Radical Forgiveness
Monday, April 12, 2010
To truly forgive is to engage in radical
forgiveness. What does that mean? It has to do with the recognition
of error or sin as entirely human and even universal. This is
what Jesus meant when he said that "all have sinned and
fall short of the glory of God."
Many people think that forgiveness is some
kind of generosity toward sinners. People sin, and we see it
as purposeful, yet we decide to grant a suspension of bad feelings
toward that person. In other words, they knowingly and willingly
did evil, but we are so good and generous that we stop condemning
them - even though we would never do such a thing. What arrogance!
Even most Christians do not really remember
nor understand the words of Jesus: "Why do you look at the
speck of sawdust in your brother's eye and pay no attention to
the plank in your own eye?" In reality, we can only morally
condemn others when we hold ourselves as morally superior. Forgiveness
is not a generosity of soul towards others, but a recognition
that we sin too - that "all have sinned and fall short of
the glory of God."
What is Forgiveness?
To understand true forgiveness, we have
to acknowledge our own failings - there is no other way. If you
pretend that you are perfect, then you cannot understand the
imperfection of others. When you understand that you have made
mistakes - that you have sinned - then you can start to forgive.
Think back for a moment to anything in
your past that you now call a mistake. This can be an action
against others, whether a theft, a lie, or even something as
simple as a rude comment. It can be a belief that was wrong and
could have lead to harmful consequences - something that you
have now changed your mind about. Now try to recall if you did
this thing or believed in that idea because you desired to do
evil.
Chances are good that even prior to the
worst thing you have done in your life you do not recall waking
up and thinking to yourself, "How will I do evil today?"
Think back and you will see that you acted and thought from ignorance,
from pain, and perhaps from mistaken ideas about how people "deserved"

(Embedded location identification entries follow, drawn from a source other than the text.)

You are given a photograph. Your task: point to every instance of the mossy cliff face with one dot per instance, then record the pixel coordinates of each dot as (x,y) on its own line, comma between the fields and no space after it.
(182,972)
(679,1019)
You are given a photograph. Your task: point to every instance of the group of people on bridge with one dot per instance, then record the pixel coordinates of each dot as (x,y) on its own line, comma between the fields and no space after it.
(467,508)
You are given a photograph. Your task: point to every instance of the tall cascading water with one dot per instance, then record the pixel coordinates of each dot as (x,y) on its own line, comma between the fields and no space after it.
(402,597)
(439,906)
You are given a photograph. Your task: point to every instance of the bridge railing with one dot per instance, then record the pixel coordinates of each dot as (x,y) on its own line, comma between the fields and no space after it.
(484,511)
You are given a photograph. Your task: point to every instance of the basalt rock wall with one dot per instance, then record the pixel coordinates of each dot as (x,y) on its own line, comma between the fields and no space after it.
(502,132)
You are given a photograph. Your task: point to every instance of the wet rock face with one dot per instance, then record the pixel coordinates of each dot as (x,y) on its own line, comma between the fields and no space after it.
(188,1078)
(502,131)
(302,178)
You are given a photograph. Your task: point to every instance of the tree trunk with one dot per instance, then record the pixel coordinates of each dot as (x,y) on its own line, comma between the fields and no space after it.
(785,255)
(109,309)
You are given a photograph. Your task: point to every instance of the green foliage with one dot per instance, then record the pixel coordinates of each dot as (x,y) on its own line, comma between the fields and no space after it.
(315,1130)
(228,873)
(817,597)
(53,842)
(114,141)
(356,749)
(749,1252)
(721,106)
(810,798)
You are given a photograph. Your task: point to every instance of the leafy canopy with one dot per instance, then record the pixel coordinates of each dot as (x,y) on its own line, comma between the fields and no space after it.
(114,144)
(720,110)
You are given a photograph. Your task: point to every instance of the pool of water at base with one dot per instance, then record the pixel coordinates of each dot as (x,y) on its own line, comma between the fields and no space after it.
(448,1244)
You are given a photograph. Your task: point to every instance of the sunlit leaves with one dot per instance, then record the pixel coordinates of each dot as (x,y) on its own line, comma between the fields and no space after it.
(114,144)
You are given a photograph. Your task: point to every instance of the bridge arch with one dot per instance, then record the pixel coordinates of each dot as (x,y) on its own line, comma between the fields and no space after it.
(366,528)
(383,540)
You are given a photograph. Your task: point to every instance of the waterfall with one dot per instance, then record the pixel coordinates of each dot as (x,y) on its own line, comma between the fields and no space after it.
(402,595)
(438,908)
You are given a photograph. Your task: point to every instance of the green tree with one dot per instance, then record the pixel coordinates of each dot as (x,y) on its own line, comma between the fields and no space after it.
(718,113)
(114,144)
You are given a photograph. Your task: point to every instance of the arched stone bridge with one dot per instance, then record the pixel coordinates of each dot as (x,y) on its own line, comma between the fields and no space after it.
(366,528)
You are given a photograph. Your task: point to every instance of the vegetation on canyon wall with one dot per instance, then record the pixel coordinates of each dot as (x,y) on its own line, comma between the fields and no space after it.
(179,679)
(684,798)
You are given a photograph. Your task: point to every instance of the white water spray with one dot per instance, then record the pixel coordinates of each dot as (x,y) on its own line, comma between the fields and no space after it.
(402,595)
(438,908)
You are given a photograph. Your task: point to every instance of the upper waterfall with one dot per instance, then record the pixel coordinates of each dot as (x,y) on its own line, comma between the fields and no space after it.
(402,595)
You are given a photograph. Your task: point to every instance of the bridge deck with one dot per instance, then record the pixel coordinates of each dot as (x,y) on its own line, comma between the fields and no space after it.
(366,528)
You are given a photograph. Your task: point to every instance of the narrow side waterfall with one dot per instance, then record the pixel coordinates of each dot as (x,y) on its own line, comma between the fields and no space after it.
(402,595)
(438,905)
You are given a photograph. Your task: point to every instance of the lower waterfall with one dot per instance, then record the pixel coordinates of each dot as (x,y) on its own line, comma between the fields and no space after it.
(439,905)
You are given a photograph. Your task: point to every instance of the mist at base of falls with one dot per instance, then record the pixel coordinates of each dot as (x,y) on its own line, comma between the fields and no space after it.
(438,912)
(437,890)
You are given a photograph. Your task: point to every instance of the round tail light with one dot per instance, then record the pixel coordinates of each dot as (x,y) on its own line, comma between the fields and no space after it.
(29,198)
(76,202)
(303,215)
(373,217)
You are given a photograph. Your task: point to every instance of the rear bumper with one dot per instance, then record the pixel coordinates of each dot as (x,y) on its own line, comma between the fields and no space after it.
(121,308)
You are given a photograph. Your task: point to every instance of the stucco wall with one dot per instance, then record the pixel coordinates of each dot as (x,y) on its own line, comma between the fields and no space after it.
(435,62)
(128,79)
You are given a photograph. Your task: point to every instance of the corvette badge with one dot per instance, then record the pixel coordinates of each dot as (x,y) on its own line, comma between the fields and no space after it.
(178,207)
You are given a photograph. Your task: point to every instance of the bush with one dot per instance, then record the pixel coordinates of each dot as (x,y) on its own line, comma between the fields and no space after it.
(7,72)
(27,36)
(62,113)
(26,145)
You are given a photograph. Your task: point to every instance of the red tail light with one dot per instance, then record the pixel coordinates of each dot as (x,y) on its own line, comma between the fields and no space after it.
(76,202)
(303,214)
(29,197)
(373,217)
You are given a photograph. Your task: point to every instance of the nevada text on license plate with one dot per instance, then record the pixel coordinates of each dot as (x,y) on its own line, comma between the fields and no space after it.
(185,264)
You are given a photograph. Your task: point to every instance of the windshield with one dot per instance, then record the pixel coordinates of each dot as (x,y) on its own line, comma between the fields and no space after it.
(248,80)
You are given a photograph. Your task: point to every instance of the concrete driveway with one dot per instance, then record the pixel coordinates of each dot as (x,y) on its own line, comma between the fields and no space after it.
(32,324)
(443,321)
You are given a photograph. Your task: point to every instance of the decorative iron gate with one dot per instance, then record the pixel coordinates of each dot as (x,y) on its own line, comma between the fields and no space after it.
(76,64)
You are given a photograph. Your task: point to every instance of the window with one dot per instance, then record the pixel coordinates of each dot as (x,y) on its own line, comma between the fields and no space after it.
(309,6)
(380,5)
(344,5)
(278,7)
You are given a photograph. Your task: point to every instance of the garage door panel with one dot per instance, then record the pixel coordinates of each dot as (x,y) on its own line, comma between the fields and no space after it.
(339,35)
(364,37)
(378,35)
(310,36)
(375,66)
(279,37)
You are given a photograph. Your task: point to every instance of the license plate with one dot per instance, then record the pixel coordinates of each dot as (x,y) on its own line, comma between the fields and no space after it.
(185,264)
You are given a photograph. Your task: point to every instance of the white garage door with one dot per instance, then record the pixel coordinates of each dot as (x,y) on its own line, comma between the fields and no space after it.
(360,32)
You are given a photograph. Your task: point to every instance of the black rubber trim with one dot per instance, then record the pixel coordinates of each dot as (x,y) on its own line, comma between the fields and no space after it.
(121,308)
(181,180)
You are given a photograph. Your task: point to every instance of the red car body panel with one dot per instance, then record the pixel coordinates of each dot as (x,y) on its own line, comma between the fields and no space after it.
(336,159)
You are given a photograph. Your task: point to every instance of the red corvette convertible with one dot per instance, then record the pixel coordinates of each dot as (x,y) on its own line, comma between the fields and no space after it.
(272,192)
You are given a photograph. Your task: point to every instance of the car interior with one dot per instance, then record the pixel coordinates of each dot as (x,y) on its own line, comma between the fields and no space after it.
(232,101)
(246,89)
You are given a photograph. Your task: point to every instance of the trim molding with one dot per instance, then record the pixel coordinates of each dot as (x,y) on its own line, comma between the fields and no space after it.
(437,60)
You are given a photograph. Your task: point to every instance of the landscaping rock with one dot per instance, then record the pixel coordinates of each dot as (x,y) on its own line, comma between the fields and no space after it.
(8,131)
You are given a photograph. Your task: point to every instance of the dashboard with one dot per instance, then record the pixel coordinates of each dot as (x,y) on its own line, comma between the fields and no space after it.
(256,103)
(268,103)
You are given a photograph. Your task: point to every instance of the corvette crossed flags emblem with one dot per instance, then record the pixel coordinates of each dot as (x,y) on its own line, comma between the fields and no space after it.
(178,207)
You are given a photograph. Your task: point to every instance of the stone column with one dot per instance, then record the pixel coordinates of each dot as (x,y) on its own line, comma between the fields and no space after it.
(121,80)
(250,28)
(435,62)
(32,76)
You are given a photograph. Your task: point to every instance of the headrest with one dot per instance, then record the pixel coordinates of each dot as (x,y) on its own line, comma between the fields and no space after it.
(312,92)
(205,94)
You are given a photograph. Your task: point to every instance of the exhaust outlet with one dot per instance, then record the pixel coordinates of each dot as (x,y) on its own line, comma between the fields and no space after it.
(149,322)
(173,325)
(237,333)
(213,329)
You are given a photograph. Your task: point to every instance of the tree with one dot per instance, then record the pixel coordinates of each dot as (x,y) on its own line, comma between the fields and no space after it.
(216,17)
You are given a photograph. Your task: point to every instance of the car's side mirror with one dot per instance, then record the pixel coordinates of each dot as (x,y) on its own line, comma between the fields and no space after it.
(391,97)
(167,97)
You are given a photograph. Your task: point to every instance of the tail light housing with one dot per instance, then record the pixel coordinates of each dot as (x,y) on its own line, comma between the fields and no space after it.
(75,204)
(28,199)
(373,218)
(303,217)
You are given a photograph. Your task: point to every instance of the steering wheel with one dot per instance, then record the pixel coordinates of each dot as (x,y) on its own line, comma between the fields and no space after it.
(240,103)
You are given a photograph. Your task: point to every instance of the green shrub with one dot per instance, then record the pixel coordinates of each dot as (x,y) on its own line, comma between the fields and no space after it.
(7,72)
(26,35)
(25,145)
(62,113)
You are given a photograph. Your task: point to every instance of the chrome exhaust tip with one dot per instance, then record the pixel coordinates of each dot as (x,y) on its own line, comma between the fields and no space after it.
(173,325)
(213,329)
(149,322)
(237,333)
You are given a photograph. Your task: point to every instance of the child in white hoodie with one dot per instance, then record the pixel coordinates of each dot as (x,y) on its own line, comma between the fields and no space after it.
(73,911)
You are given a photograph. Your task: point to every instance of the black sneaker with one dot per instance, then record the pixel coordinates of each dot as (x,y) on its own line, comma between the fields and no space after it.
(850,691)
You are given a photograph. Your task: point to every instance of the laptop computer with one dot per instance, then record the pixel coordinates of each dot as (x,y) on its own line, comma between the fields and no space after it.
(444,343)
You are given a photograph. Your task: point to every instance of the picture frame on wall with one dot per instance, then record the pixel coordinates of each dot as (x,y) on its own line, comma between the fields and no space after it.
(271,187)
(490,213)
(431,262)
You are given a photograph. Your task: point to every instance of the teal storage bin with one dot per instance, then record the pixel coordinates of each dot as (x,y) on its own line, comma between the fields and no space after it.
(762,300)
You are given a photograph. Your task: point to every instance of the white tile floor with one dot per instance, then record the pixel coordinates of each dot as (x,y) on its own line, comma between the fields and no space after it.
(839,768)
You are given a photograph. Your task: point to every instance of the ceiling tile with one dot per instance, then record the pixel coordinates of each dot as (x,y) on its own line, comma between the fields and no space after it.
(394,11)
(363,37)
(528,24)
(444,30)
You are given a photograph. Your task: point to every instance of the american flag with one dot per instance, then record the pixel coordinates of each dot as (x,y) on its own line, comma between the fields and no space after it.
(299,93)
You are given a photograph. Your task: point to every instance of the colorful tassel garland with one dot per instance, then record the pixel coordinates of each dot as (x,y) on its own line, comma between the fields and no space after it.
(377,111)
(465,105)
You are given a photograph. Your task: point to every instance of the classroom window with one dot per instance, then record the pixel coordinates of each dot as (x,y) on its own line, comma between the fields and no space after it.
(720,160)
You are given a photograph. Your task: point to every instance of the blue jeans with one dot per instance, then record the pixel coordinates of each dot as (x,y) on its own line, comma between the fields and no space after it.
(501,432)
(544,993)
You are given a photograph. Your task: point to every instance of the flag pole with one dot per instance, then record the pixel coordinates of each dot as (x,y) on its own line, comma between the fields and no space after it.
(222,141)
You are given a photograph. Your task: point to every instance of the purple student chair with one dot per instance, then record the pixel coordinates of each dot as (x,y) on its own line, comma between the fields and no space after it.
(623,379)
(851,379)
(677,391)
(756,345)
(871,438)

what pain you caused them. I suspect that you will never recall
a time when you made a mistake because you considered the options
and decided that you wanted to be evil. And yet evil is sometimes
what you have done and what you will do.
What reason could you possibly have for
thinking that others are somehow unlike you, and that they chose
to do evil in full knowledge of the evil they were doing at the
moment they were doing it? The only thing that explains this
is the blindness to your own failings and the ignorance, pain
and mistaken ideas that they came from. See this truth, and forgiveness
of others is no longer a matter of generosity, but a simple recognition
of human frailty. We all fail.
Radical forgiveness, then, gets to the
root of the matter, which is what radical means. It gets to the
truth of what we call evil, which is that all people - even those
we call good and those we call ourselves - are capable of acting
out of pain, out of bad ideas and beliefs, and out of ignorance.
When you see the pain or ignorance on your own actions and thoughts
- and the regrets, sadness and consequences that result - you
cannot help but forgive and feel for those "other"
humans who are just as flawed as you.
Radical forgiveness does not excuse the
sin - evil is evil, and should be seen as such. And it does not
mean that we should ignore the danger from those who are most
trapped in their ignorance and pain. It simply means that we
can see - if we want to - the truth of their common humanity,
and the truth that but for the grace of God or insight or whatever
you want to call it - we could be there too.
And now to the practical side of radical,
forgiveness: If you still cannot get past the condemnatory feelings
you have towards those who sin, think of the wrongs committed
by those who you love - your mother, your father, your brother,
your son or daughter. You forgive and love them still, for all
their flaws. Think of that, and the fact that even those who
do the greatest evil are someone's mother, father, brother or
daughter.
To forgive is not a gift to the sinner
- it is an embracing of the truth.
Note: I don't like to add to these posts after the
fact, preferring to leave them as my thoughts at the time, whether
or not my thinking later changes. But in this case I have to
add one more thought: To forgive - in the ordinary way the word
is used - is arrogant - a claim of moral superiority. To "give"
forgiveness implies prior condemnation. Perhaps radical forgiveness
does not involving forgiving at all. It might mean to never condemn
in the first place, and then there is no need to forgive.